Quant-ry
Today, even as J-Pow (who replaces J-Yell) is grilled over the partisan coals, the melt-up in Bitcoin remains the major focus of the financial world. Why would anyone pay attention to dreary Senate Fed confirmation hearings when they are too busy opening a Coinbase account and choosing a cold wallet solution? The value proposition of blockchain, like the value proposition of the internet back in 2001, is being indiscriminately being priced into the cryptocurrency market at an astonishing rate.
Financial innovation is the focus of a new land grab, and the first mover advantage is huge. We can worry about valuation later. Bitcoin is a strategic asset.
Meanwhile, back in asset management land, active managers are still struggling to regain the ground lost to passive index strategies . The recent recovery in active market performance is a minor victory after a long stretch of underperformance that resulted from fund managers' tilt towards "value" based and "growth-at-a-reasonable-price" strategies. Passive portfolios still dominate fund flows. Uber is ordering driverless Volvos, while investors are buying driverless portfolios.
As shown below, traditional alpha factors have been a drag on relative performance in this cycle. The charts are relative performance lines of the "momentum" factor iShare ETF relative to both "value" and "growth" factors. Except for the Trump election head-fake a year ago, the winning trade has been momentum.
How can a strategy that is seemly derived by investing like a dog chasing its' tail be winning? Don't valuations matter? Are valuations and earnings irrelevant? Is Amazon EVER gonna report a profit ??

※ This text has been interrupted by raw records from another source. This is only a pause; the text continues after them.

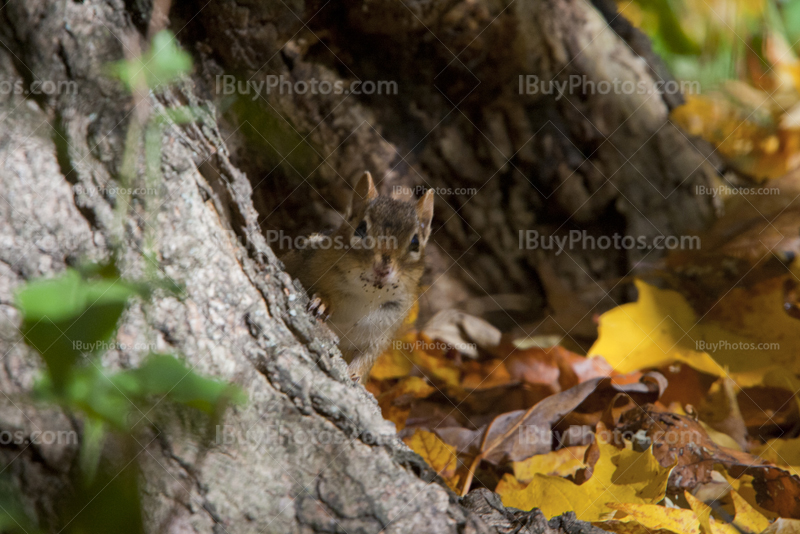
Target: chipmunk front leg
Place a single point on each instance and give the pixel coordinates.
(319, 307)
(361, 364)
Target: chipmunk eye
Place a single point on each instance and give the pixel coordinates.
(414, 246)
(361, 229)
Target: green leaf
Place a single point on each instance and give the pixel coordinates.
(167, 376)
(94, 433)
(68, 316)
(163, 64)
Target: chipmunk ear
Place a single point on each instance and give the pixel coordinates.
(425, 215)
(363, 193)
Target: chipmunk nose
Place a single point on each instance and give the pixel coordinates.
(383, 267)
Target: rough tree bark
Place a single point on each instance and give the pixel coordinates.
(310, 452)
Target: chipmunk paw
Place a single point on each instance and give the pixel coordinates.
(319, 308)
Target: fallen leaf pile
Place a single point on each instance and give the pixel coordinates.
(682, 417)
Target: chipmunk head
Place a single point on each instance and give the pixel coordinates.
(387, 236)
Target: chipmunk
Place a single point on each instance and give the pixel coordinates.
(364, 277)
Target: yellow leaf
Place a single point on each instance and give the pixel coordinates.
(654, 517)
(436, 453)
(651, 332)
(619, 476)
(747, 518)
(561, 463)
(747, 333)
(708, 525)
(783, 526)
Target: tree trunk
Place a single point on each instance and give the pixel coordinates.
(310, 452)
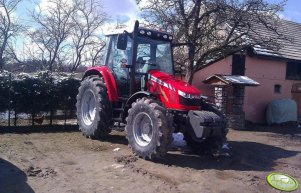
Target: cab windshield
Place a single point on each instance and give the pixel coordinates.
(153, 54)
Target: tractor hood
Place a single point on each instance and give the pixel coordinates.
(182, 88)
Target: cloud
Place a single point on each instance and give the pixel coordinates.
(45, 5)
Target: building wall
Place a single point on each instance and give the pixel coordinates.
(267, 72)
(221, 67)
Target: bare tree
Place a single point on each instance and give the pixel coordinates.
(55, 26)
(9, 27)
(88, 19)
(214, 28)
(67, 31)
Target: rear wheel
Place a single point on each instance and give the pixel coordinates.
(93, 108)
(149, 130)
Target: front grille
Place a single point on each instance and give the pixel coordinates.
(189, 102)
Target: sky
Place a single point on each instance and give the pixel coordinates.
(127, 10)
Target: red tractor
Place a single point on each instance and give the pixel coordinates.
(136, 87)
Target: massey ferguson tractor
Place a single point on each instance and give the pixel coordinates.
(136, 87)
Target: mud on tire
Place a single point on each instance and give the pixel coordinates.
(93, 108)
(149, 129)
(210, 145)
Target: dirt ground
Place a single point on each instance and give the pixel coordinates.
(65, 161)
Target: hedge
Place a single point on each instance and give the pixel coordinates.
(33, 93)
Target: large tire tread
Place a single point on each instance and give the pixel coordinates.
(160, 143)
(100, 126)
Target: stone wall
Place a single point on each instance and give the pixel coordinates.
(230, 100)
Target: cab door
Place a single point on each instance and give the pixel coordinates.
(114, 62)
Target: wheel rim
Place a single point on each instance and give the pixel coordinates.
(143, 129)
(88, 107)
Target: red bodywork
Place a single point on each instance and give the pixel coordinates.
(160, 84)
(167, 88)
(109, 80)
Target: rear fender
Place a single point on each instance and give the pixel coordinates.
(108, 78)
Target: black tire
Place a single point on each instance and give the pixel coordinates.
(211, 145)
(93, 124)
(149, 129)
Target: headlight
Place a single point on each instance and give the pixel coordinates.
(189, 96)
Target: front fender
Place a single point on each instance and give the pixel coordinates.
(132, 99)
(109, 79)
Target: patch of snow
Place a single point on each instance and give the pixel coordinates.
(240, 80)
(178, 140)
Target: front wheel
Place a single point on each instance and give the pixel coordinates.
(149, 130)
(93, 108)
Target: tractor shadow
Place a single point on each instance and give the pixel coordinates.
(12, 178)
(38, 129)
(245, 156)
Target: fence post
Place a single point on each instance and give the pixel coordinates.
(9, 101)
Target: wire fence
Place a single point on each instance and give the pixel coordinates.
(37, 99)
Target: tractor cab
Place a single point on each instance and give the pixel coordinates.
(136, 88)
(131, 55)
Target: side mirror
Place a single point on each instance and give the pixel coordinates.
(122, 41)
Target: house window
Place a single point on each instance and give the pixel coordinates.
(293, 71)
(277, 88)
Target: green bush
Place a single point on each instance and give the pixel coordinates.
(33, 93)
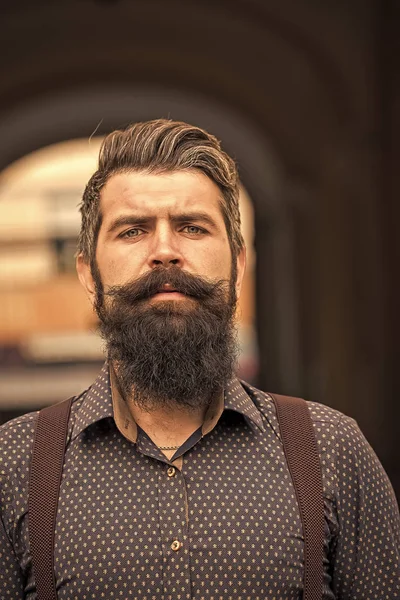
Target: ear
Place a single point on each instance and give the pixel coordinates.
(85, 277)
(241, 267)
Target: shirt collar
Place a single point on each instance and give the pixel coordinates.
(103, 400)
(97, 403)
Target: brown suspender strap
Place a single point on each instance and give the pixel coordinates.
(302, 457)
(44, 485)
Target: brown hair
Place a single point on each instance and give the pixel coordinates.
(156, 147)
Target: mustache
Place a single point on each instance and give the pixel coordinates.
(152, 282)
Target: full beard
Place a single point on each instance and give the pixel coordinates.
(170, 353)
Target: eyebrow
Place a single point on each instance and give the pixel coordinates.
(177, 219)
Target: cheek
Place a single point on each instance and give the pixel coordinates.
(215, 263)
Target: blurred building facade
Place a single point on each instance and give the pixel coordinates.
(304, 94)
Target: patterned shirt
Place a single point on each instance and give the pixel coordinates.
(218, 521)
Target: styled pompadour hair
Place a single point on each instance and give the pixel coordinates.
(160, 146)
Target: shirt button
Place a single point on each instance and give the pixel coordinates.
(176, 545)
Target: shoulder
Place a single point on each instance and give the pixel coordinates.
(320, 413)
(332, 428)
(16, 439)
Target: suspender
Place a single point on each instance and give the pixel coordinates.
(302, 457)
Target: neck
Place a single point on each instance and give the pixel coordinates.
(169, 426)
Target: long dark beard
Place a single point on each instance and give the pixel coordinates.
(174, 352)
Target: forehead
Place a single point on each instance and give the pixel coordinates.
(152, 193)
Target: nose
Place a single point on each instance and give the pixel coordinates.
(165, 250)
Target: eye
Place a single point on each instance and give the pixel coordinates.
(131, 233)
(193, 230)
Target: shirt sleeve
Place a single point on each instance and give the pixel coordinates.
(366, 557)
(11, 585)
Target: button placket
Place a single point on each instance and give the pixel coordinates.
(173, 524)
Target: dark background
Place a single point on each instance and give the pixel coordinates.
(305, 95)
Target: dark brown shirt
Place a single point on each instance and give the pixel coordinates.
(219, 522)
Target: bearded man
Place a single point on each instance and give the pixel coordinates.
(175, 483)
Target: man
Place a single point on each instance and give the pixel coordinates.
(175, 483)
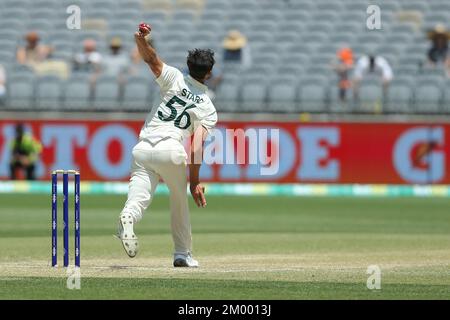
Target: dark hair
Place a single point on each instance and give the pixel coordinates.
(200, 62)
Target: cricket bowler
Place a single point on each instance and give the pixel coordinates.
(184, 112)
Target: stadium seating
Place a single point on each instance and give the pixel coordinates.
(292, 45)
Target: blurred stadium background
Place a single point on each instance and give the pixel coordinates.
(366, 155)
(282, 62)
(292, 44)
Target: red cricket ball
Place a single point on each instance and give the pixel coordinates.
(144, 26)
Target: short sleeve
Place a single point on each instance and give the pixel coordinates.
(168, 76)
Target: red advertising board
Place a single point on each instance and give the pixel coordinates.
(396, 153)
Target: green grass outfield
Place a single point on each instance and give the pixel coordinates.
(248, 248)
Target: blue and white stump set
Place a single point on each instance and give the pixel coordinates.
(65, 174)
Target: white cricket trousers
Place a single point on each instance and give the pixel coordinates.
(166, 160)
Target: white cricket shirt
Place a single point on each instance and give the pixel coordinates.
(184, 106)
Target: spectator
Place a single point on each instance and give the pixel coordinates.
(2, 84)
(115, 63)
(33, 53)
(89, 60)
(236, 51)
(439, 53)
(343, 66)
(25, 151)
(371, 65)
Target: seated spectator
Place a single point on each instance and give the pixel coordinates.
(375, 65)
(2, 84)
(89, 60)
(236, 51)
(439, 53)
(343, 66)
(33, 53)
(115, 63)
(25, 151)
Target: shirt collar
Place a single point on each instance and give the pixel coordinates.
(197, 83)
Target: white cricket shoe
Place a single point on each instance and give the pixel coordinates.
(183, 260)
(127, 236)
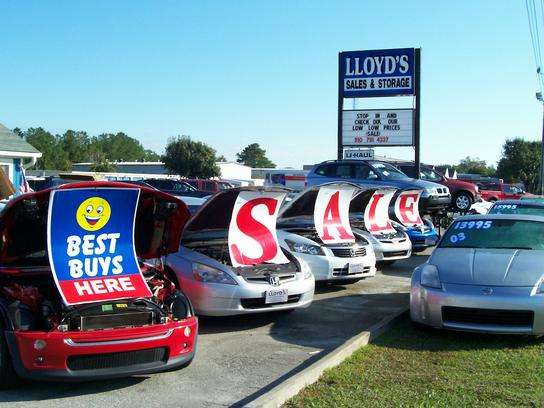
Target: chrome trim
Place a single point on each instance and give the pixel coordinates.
(72, 343)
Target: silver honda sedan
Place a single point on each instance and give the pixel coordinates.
(485, 275)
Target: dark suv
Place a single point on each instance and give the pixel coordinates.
(176, 187)
(463, 193)
(434, 198)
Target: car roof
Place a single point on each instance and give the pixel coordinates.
(493, 217)
(521, 203)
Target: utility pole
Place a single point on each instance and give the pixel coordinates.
(541, 169)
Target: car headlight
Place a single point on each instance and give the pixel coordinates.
(430, 277)
(205, 273)
(304, 248)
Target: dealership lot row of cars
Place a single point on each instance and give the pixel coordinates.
(72, 307)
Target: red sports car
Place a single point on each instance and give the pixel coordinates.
(111, 330)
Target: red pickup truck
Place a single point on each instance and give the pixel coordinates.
(500, 191)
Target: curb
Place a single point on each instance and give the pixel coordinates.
(278, 395)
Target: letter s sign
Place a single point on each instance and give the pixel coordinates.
(407, 208)
(252, 230)
(331, 213)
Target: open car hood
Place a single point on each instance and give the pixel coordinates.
(159, 223)
(303, 205)
(216, 213)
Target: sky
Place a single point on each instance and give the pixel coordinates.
(232, 73)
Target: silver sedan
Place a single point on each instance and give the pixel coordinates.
(485, 275)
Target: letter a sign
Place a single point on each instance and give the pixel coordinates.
(331, 214)
(252, 230)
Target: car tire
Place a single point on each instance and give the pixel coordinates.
(462, 201)
(8, 376)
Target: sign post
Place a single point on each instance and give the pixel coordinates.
(379, 73)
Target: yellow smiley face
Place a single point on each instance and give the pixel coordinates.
(93, 213)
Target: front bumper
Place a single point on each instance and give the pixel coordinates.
(392, 250)
(333, 268)
(435, 203)
(489, 313)
(216, 299)
(101, 354)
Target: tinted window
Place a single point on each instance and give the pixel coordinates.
(363, 171)
(495, 234)
(342, 170)
(208, 186)
(525, 209)
(388, 172)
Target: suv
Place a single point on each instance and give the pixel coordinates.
(463, 193)
(373, 173)
(500, 191)
(176, 187)
(213, 186)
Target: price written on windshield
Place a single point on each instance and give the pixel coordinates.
(378, 127)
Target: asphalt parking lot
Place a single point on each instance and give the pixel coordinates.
(240, 358)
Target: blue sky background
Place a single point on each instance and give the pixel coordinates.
(231, 73)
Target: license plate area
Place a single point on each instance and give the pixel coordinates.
(276, 296)
(356, 268)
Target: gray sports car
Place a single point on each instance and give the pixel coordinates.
(486, 274)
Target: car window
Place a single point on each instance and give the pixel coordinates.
(484, 233)
(388, 171)
(363, 171)
(208, 186)
(343, 170)
(523, 209)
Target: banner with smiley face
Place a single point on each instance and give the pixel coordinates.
(91, 250)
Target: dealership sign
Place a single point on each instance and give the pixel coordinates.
(90, 240)
(382, 127)
(377, 73)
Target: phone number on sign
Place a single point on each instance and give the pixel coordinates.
(371, 139)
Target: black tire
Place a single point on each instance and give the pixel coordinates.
(462, 201)
(8, 376)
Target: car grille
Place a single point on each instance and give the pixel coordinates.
(114, 360)
(345, 271)
(266, 279)
(393, 254)
(259, 303)
(348, 252)
(487, 316)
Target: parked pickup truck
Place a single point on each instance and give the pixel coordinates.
(500, 191)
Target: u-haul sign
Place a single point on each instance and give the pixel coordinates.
(380, 127)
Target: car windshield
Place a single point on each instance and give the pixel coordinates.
(428, 174)
(388, 172)
(522, 208)
(513, 234)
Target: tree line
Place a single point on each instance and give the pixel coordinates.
(519, 163)
(183, 155)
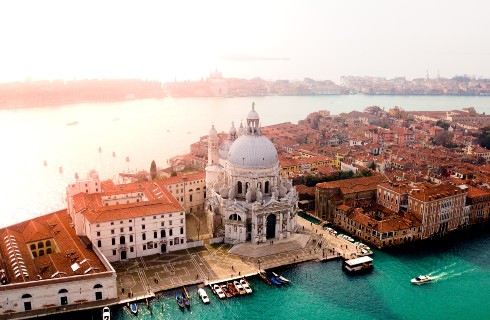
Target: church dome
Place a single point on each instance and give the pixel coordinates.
(224, 148)
(253, 115)
(254, 151)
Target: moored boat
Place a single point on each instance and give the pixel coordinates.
(133, 307)
(421, 279)
(106, 313)
(185, 297)
(227, 291)
(239, 287)
(232, 288)
(180, 300)
(264, 277)
(218, 291)
(246, 285)
(203, 295)
(358, 264)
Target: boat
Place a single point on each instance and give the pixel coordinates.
(421, 279)
(133, 307)
(264, 277)
(246, 285)
(203, 295)
(218, 291)
(239, 287)
(106, 313)
(232, 288)
(358, 264)
(226, 291)
(281, 278)
(187, 300)
(180, 300)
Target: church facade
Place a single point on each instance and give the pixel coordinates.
(247, 200)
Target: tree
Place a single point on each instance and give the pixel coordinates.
(153, 170)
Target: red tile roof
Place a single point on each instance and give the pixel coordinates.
(160, 201)
(67, 249)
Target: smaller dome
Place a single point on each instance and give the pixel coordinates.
(253, 115)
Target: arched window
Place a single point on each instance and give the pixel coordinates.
(235, 217)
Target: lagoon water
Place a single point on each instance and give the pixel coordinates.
(143, 130)
(149, 130)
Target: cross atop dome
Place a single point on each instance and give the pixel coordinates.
(253, 125)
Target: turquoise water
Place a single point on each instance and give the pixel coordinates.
(461, 289)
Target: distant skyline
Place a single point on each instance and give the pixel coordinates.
(186, 40)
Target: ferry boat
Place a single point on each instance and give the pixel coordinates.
(421, 279)
(358, 264)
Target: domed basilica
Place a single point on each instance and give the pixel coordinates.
(247, 200)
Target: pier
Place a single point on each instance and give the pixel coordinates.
(150, 276)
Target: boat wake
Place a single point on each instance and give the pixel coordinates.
(450, 274)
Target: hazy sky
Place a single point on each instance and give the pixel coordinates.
(182, 40)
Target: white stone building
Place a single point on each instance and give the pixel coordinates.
(247, 200)
(129, 220)
(45, 265)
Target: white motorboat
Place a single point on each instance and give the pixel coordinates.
(421, 279)
(246, 285)
(203, 295)
(106, 313)
(217, 289)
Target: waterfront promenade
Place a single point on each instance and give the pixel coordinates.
(148, 277)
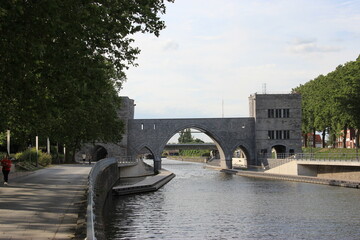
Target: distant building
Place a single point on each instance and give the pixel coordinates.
(277, 122)
(310, 140)
(350, 139)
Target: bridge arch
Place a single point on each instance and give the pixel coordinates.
(227, 134)
(216, 139)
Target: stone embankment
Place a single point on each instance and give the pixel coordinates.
(187, 158)
(331, 182)
(102, 179)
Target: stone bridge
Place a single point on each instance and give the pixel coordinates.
(227, 133)
(274, 127)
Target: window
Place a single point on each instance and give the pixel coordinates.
(286, 113)
(278, 134)
(270, 134)
(279, 113)
(270, 113)
(286, 134)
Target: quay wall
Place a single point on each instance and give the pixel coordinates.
(187, 158)
(102, 177)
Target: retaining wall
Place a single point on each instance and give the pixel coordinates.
(102, 177)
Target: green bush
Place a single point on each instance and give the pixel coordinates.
(30, 155)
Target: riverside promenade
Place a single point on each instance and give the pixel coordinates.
(43, 204)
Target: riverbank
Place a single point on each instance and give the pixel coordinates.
(148, 184)
(284, 177)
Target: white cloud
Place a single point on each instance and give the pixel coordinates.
(310, 46)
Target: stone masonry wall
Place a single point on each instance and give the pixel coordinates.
(104, 183)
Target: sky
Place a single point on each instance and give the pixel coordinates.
(214, 54)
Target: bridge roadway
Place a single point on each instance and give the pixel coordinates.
(190, 146)
(44, 204)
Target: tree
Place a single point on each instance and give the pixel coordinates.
(62, 64)
(331, 102)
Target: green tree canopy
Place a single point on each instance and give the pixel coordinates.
(62, 64)
(332, 102)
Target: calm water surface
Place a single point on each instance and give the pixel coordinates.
(205, 204)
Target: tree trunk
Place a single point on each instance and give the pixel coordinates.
(323, 140)
(314, 138)
(334, 140)
(344, 136)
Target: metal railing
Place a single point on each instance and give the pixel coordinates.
(96, 169)
(328, 157)
(126, 159)
(275, 160)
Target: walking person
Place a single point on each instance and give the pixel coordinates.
(84, 157)
(6, 166)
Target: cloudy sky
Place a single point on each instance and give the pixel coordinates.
(215, 53)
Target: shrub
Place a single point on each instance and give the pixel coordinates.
(30, 155)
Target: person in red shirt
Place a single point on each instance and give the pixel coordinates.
(6, 164)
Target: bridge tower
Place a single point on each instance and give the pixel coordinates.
(277, 124)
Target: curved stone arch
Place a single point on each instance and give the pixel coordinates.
(98, 151)
(220, 143)
(284, 146)
(145, 146)
(246, 147)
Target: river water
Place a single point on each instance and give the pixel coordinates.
(206, 204)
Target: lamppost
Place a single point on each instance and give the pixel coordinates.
(8, 140)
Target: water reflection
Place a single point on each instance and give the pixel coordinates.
(207, 204)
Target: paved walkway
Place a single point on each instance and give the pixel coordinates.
(42, 205)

For answers, we have to go back to the heyday of active management in the 1990's when investors paid attention to things like estimates, and more particularly estimate revision and earnings surprise. Quant-based strategies dominated the active management landscape as accessibility to computer generated data on earnings estimates improved and were translated into models that shaped a generation of analysts and PMs. I have always argued that quant doesn't "work" in the tails of the cycle. This part of the cycle has not been friendly to the earnings model-based crowd.
In the latest Financial Analysts Journal (I'm still reading them!), an article by Feng Gu and Baruch Lev argue that the efficacy of earnings-based models has been diminishing for years. They argue that because corporate earnings are not adjusted for the creation of "strategic assets" the income statement is not the place to look for guidance on stock performance.
The type of assets that Netflix, Google and Amgen have created are good examples. The capital spent to create these assets must be expensed in the current period, while the "value" of these assets are realized over a long period. The earnings of these companies are less important to investors than the metrics of 'subscriber growth', 'click-through rates' and 'IP portfolio pipeline'. 'Strategic assets' are the new 'estimate revision'.
Tesla and its' rock-star CEO Elon Musk is the poster boy for aggressive risk taking and the creation of disruptive strategic assets. The stock couldn't care less about earnings as it steamrolls over the value-obsessed hedgies like David Einhorn who have been short for years. Although the shiny-coin tricks of self-landing rockets and "insane" sports cars reminds me of the price-to-press-release era in the dot-com boom, it's hard to dismiss the game-changing success of Tesla. In bull markets, sometimes we need to check our brains at the door and just buy.
Combine that with the low interest rate, tight risk premia environment fomented by the 'risk-put' of dovish central bankers and you have the makings of a sustainable bull market in the pricey companies that have dominated over the last four years. No wonder quant managers have struggled as they wait for their out-dated models to be rewarded. I believe it will take a blow-off and subsequent bear market cleansing for the momentum preference to abate. Godot may arrive sooner.
So as the yield curve slowly sinks into the flattest shape in years, and the economy chugs along, we are cautiously staying with the momentum trade. The FED can only control the front end of the curve. The ECB and BOJ have the long end in their control. What could possibly go wrong? Stay tuned.
Risk Model: 4/5 Risk On
Last week saw a recovery in the Junk bond market that prompted a quick reversal in the AAII Bull/Bear ratio to the positive. The only fly in the ointment is the elevated RSI of the $XIU, resulting from the recent surge in energy stocks and strong bank performance. Oil looks like a crowded trade, with the widely telegraphed OPEC agreement looking like a sell-on-news event and seasonality is still negative.
The bank earnings parade kicked off by $BNS on a down note (ouch!!) as trading profits disappointed. In Canada, more choppy sideways trading is likely. Tax loss selling and profit-taking is likely before a Santa comes down the financial chimney to rally the market.